Who owns critical accessibility findings — engineering or design?

Depends on the type. Critical findings split roughly: ARIA / keyboard / programmatic name issues are engineering-owned (they're code). Color contrast / focus ring visibility / target size issues are design-owned (they're design tokens). Content-related issues (alt text quality, link purpose) are content-owned. The triage policy should make ownership unambiguous per finding category, not per finding instance.

When should an accessibility issue escalate to leadership?

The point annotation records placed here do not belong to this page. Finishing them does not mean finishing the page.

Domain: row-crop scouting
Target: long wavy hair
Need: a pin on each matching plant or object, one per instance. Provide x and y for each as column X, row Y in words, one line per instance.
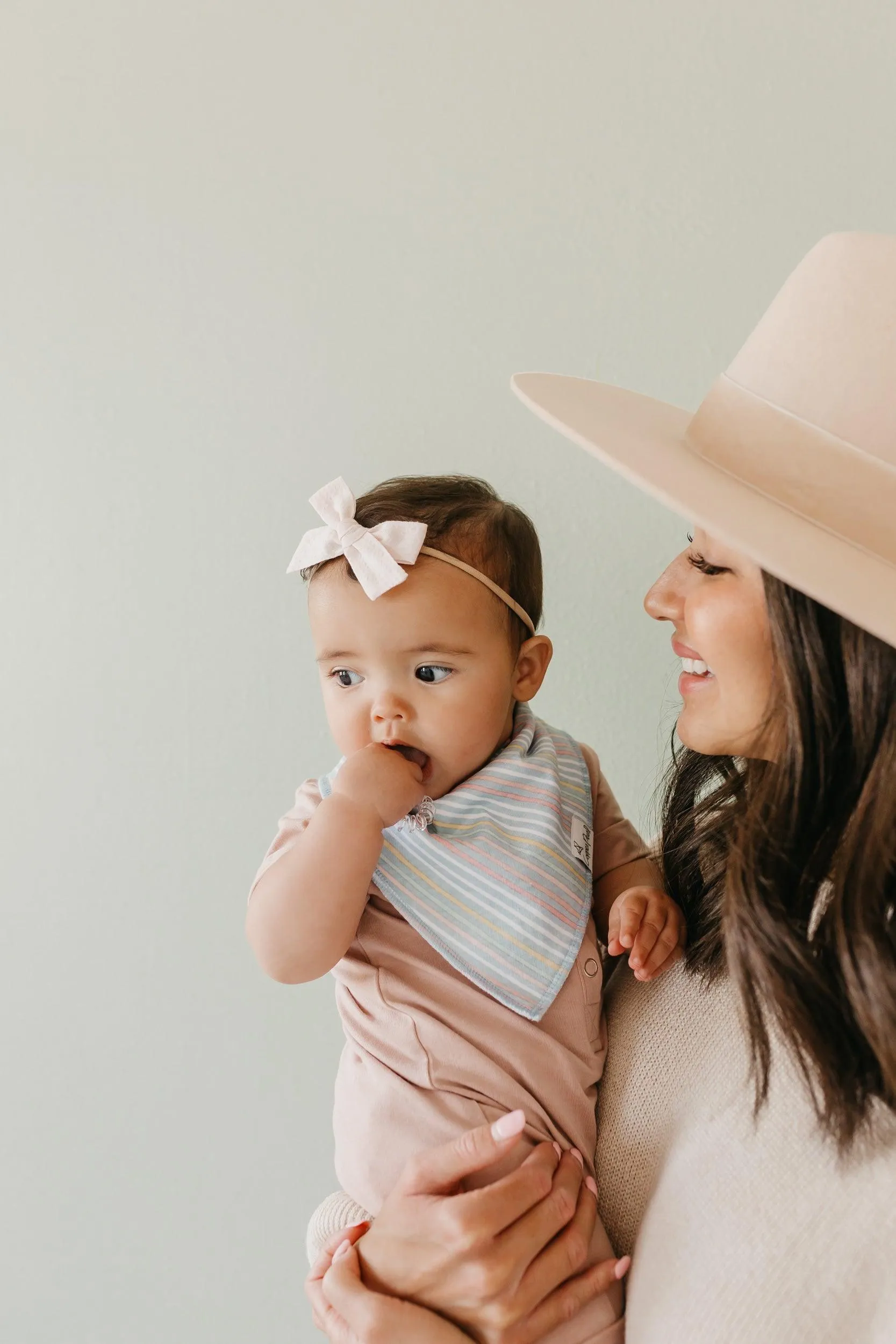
column 786, row 871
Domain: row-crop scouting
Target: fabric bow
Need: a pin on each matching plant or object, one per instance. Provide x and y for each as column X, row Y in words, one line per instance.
column 375, row 554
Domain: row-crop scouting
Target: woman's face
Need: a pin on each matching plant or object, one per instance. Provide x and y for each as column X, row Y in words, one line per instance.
column 715, row 598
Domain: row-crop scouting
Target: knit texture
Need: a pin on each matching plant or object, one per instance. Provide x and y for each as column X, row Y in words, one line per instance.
column 331, row 1217
column 749, row 1230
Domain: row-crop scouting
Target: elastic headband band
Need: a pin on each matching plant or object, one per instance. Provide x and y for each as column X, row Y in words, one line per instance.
column 477, row 574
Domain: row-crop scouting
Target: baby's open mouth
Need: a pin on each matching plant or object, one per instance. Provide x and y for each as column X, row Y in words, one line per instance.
column 412, row 754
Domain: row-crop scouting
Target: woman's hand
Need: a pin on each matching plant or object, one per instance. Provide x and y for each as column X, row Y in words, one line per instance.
column 350, row 1313
column 649, row 925
column 496, row 1260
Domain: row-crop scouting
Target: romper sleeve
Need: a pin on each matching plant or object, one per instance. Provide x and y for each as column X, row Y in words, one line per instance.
column 291, row 826
column 615, row 840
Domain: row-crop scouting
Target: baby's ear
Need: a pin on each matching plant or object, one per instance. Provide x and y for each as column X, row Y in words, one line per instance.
column 531, row 666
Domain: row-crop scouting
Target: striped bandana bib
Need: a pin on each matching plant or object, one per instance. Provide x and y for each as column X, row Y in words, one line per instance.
column 499, row 883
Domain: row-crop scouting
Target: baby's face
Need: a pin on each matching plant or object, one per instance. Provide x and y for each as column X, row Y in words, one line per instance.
column 429, row 666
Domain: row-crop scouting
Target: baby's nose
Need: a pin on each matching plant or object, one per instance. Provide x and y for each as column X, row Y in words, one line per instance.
column 388, row 707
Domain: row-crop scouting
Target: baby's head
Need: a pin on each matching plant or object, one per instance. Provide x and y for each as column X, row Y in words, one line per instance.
column 436, row 664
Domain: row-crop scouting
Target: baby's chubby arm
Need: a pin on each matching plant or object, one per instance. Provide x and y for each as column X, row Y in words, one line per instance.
column 307, row 906
column 634, row 914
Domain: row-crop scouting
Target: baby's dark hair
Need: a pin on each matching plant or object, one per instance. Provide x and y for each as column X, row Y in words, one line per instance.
column 468, row 519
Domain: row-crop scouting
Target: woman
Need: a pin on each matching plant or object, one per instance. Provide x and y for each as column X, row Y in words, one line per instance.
column 749, row 1106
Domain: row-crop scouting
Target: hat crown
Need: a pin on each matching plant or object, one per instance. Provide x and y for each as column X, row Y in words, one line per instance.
column 825, row 350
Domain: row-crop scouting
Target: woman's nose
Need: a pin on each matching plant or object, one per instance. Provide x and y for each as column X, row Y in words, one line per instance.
column 665, row 600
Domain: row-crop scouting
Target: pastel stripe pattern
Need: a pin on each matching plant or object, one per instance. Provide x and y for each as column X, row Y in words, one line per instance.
column 493, row 883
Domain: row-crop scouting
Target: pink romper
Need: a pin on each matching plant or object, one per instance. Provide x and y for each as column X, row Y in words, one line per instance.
column 429, row 1055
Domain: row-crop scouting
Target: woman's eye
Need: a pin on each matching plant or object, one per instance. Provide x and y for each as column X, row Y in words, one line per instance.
column 432, row 673
column 704, row 566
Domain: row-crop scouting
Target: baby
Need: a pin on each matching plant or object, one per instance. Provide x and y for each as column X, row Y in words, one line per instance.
column 458, row 866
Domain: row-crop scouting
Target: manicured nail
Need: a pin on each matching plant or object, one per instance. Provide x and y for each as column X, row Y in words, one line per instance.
column 510, row 1125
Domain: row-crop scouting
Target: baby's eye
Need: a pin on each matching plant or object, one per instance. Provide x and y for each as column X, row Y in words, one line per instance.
column 346, row 676
column 432, row 673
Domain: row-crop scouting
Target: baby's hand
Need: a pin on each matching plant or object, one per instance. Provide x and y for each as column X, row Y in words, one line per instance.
column 383, row 780
column 648, row 921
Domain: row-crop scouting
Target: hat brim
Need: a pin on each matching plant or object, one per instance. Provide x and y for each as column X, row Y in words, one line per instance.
column 645, row 441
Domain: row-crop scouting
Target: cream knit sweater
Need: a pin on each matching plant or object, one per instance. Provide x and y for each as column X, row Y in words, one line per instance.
column 747, row 1232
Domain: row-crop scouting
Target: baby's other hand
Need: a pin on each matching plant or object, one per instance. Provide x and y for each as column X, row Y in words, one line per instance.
column 649, row 923
column 383, row 780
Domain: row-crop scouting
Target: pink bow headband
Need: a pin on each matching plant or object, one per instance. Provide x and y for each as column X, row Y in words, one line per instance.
column 375, row 554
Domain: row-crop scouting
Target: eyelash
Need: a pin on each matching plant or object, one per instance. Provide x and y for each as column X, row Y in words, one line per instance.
column 704, row 566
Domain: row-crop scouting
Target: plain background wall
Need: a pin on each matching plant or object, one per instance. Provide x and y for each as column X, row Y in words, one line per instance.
column 245, row 248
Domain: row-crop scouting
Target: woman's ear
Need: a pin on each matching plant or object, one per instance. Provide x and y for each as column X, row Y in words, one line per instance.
column 531, row 664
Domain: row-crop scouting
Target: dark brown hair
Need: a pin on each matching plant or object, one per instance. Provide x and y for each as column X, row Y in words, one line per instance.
column 786, row 871
column 465, row 518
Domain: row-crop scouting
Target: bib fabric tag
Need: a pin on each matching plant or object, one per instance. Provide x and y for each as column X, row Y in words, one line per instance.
column 580, row 838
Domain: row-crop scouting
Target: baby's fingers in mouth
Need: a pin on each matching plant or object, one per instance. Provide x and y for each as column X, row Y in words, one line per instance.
column 413, row 754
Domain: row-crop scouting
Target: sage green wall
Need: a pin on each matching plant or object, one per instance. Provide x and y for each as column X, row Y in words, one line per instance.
column 245, row 248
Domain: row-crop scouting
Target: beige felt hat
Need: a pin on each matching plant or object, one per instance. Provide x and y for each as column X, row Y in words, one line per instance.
column 792, row 455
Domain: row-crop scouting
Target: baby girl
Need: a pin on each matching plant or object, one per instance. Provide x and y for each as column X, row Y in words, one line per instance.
column 458, row 866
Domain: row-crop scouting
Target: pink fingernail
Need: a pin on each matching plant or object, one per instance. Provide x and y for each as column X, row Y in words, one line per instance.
column 510, row 1125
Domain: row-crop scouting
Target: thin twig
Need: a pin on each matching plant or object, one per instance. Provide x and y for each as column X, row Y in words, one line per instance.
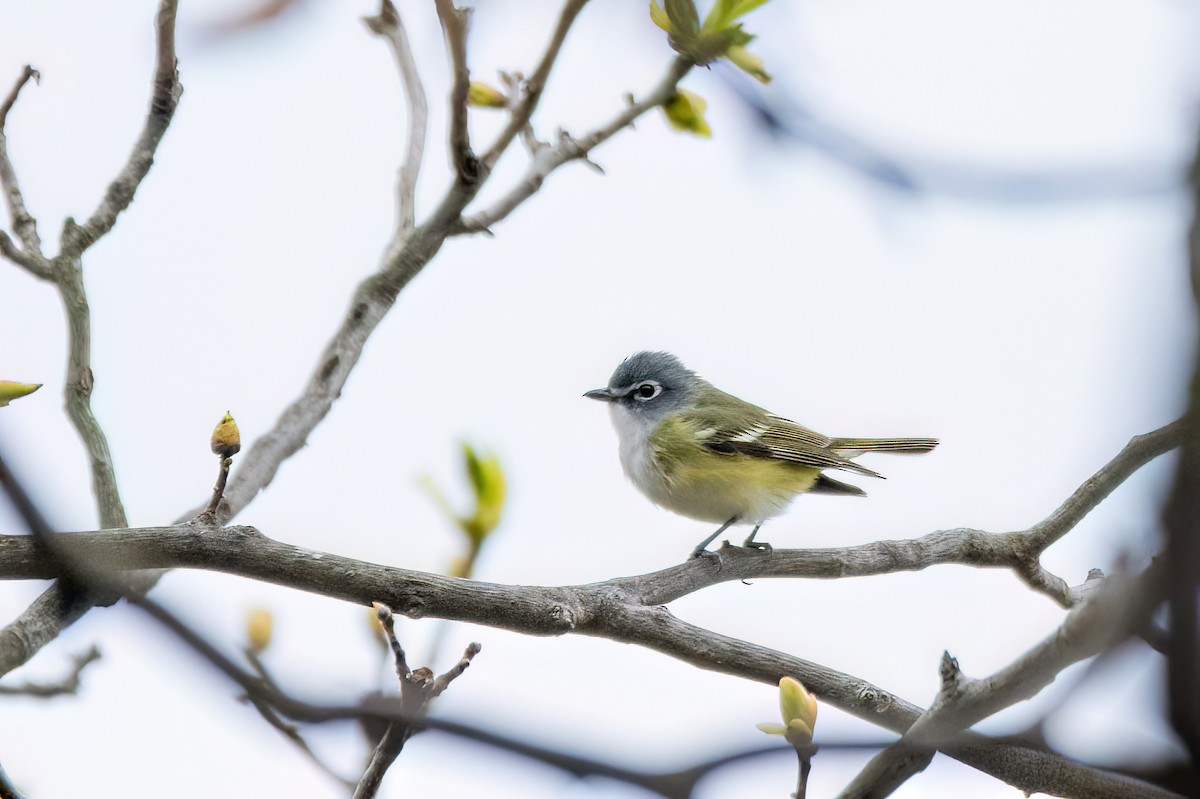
column 534, row 85
column 219, row 488
column 454, row 28
column 7, row 790
column 613, row 610
column 66, row 686
column 547, row 158
column 289, row 731
column 388, row 25
column 417, row 690
column 1182, row 522
column 61, row 605
column 1101, row 623
column 165, row 94
column 23, row 223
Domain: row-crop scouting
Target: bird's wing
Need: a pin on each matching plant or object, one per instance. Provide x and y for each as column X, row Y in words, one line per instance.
column 781, row 439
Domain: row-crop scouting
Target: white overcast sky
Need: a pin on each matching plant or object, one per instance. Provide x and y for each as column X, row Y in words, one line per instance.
column 1035, row 336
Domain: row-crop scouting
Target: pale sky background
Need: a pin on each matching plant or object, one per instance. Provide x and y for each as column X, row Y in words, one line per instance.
column 1035, row 337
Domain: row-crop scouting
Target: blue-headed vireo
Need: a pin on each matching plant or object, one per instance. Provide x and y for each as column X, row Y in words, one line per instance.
column 707, row 455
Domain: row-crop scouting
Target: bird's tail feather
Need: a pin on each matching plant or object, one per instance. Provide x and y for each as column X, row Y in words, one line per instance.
column 898, row 445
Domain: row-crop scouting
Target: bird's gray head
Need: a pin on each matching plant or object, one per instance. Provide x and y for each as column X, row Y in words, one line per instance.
column 648, row 384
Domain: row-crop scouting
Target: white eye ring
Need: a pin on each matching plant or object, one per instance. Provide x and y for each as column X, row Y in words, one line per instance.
column 647, row 390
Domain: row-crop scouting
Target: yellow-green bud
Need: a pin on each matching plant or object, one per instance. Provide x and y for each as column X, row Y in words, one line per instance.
column 685, row 112
column 484, row 96
column 226, row 438
column 798, row 709
column 259, row 624
column 10, row 390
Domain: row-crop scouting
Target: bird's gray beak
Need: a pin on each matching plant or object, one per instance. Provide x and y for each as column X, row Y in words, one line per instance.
column 606, row 395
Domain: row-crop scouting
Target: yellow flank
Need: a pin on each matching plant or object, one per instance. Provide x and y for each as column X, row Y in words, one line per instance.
column 714, row 486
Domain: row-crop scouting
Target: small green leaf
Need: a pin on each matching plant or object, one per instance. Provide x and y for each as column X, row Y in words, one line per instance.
column 659, row 16
column 748, row 61
column 483, row 95
column 685, row 112
column 684, row 23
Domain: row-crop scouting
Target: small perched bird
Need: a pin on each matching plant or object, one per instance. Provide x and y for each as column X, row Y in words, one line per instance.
column 707, row 455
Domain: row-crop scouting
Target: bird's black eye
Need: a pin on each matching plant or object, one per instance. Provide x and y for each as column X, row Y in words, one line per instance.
column 647, row 390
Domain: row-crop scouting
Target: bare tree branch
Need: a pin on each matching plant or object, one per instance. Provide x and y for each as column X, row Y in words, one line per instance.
column 1182, row 522
column 613, row 610
column 7, row 790
column 289, row 731
column 1101, row 623
column 454, row 26
column 61, row 605
column 33, row 264
column 417, row 690
column 165, row 96
column 23, row 223
column 388, row 25
column 66, row 686
column 549, row 158
column 523, row 108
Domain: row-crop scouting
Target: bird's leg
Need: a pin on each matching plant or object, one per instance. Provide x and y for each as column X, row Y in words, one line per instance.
column 700, row 547
column 750, row 544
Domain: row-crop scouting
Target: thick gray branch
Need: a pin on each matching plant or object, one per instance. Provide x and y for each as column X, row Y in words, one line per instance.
column 389, row 25
column 454, row 26
column 60, row 606
column 611, row 610
column 1111, row 613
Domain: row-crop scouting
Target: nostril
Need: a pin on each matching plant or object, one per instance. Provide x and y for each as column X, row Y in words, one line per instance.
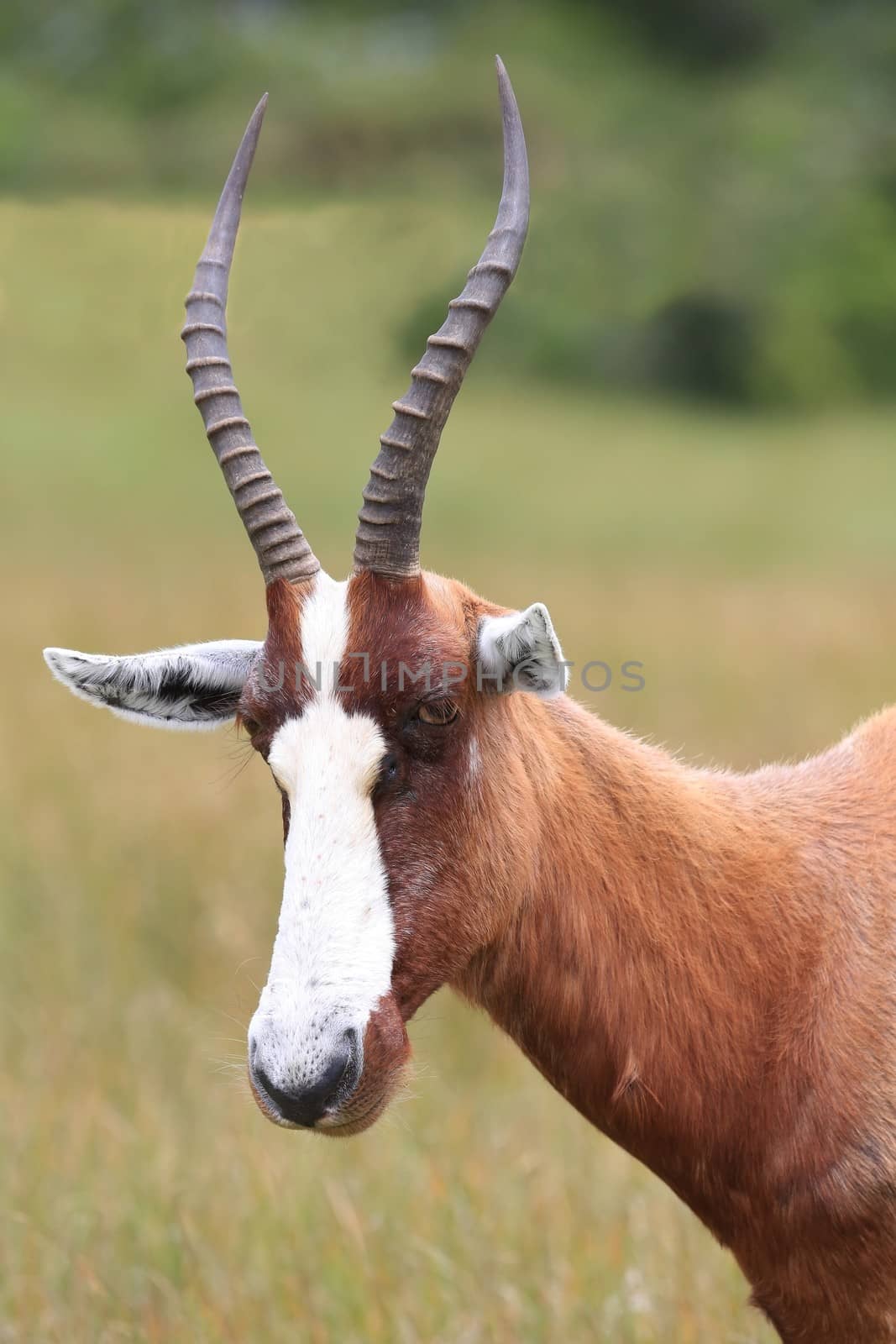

Three triggers. First: a customer files a formal complaint or accessibility-related lawsuit. Second: a critical finding is open past its SLA without a clear remediation plan. Third: the team's accessibility score drops more than 10 points in a single sprint, indicating a systemic regression. Escalation isn't punitive; it's about getting resources and visibility for problems that can't be solved at the team level.

How should I treat customer-reported accessibility issues?

Treat them as critical until triaged. The fact that a customer filed a complaint means the issue is impactful enough to a real user that they took the time to report it. Internal severity assessment may downgrade some to serious or moderate, but the default starting position is critical SLA. Always send a personal acknowledgement within 24 hours — don't auto-respond. The relationship value of taking the report seriously is significant.

What if design and engineering disagree on severity?

Default to the higher severity. If design says 'this is moderate' and engineering says 'critical', call it critical. The cost of over-prioritizing a moderate issue is small (it gets fixed sooner than necessary); the cost of under-prioritizing a critical issue is large (it ships, a user complains, you're now in a remediation crisis). When in doubt, defer to whichever role most directly observes user impact — typically QA or accessibility specialists.

How often should we re-test fixed issues?

Fixed issues should be verified within the same sprint they're fixed in (the engineer running the fix re-runs the scan). The full scan should re-run nightly on main to catch regressions. Quarterly external audits provide a third-party check. The combination — immediate fix verification + nightly regression scan + quarterly audit — keeps your accessibility posture honest without requiring continuous expensive testing.

Is the goal zero critical findings forever?

Yes for steady state, but expect transient spikes. New features will introduce new findings during development. The metric to track is 'time from critical-found to critical-fixed' (sub-3-days is healthy) and 'critical findings on main branch at end of sprint' (zero is the goal). A zero-criticals dashboard at the end of every sprint is a strong organizational signal that accessibility is being treated as a release blocker, not a backlog item.

Critical, Serious, Moderate, Minor: How to Triage Accessibility Issues by Severity

You ran your first comprehensive accessibility audit. The scan returned 247 findings. Your team has shipping pressure, limited bandwidth, and now a 247-row spreadsheet of "things that are wrong with the app".

What do you fix first?

This is the triage problem. Without a clear severity-to-ownership-to-SLA mapping, accessibility programs stall — every finding feels equally urgent and equally not-urgent at the same time. The team picks the easy ones, the hard ones rot, and six months later you're back where you started.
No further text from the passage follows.